Lillian Preece

Personal information
- Nationality: British (English)
- Born: 1 April 1928 Stockport, England
- Died: July 2004 Harare, Zimbabwe

Sport
- Sport: Swimming
- Strokes: freestyle
- Club: Wallasey

Medal record
Women's swimming
Representing Great Britain
European Championships
| Bronze medal – third place | 1947 Monte Carlo | 4×100 m freestyle |
Representing England
British Empire Games
| Bronze medal – third place | 1950 Auckland | 4×110 yd freestyle |

= Lillian Preece =

British swimmer (1928–2004)

Lillian Preece married name Parrington (1 April 1928 - July 2004) was a British swimmer.

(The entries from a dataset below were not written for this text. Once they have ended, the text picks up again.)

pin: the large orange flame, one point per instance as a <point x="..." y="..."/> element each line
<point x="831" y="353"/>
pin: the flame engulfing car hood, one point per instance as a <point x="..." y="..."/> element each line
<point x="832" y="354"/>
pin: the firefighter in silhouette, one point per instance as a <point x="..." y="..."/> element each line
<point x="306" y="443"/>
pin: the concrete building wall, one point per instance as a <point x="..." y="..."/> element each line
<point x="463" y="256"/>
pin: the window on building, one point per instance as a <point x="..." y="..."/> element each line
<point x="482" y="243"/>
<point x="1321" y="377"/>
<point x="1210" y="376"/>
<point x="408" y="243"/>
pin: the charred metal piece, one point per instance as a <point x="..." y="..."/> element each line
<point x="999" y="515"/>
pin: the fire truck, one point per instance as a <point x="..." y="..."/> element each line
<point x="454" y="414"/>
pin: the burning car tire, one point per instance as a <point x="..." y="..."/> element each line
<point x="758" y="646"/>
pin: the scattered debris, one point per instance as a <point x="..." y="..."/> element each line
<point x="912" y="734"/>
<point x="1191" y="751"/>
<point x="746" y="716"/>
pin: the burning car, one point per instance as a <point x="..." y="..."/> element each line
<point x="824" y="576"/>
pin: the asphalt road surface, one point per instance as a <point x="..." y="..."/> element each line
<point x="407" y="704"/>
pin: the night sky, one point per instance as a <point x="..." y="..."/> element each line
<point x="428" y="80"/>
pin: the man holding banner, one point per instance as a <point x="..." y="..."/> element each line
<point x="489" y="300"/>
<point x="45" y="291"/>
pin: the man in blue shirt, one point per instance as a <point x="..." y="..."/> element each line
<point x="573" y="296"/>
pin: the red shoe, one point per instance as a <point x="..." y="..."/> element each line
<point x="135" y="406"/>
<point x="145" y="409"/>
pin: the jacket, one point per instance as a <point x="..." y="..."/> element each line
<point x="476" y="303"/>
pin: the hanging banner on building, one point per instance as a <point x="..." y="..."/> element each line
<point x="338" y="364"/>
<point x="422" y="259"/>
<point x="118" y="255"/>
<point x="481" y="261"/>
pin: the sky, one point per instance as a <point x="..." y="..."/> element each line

She competed at the 1948 Summer Olympics and the 1952 Summer Olympics.

== Biography ==
At the 1948 Olympic Games in London, she competed in the 100 metre freestyle and the 4 × 100 metre freestyle relay.

She represented the English team at the 1950 British Empire Games in Auckland, New Zealand, where she won the bronze medal in the 440 Yard freestyle relay.

She won the 1952 ASA National Championship 220 yards freestyle title.

At the 1952 Olympic Games in Helsinki, she competed in three events; the 100 metre freestyle, 400 metre freestyle and the 4 × 100 metre freestyle relay.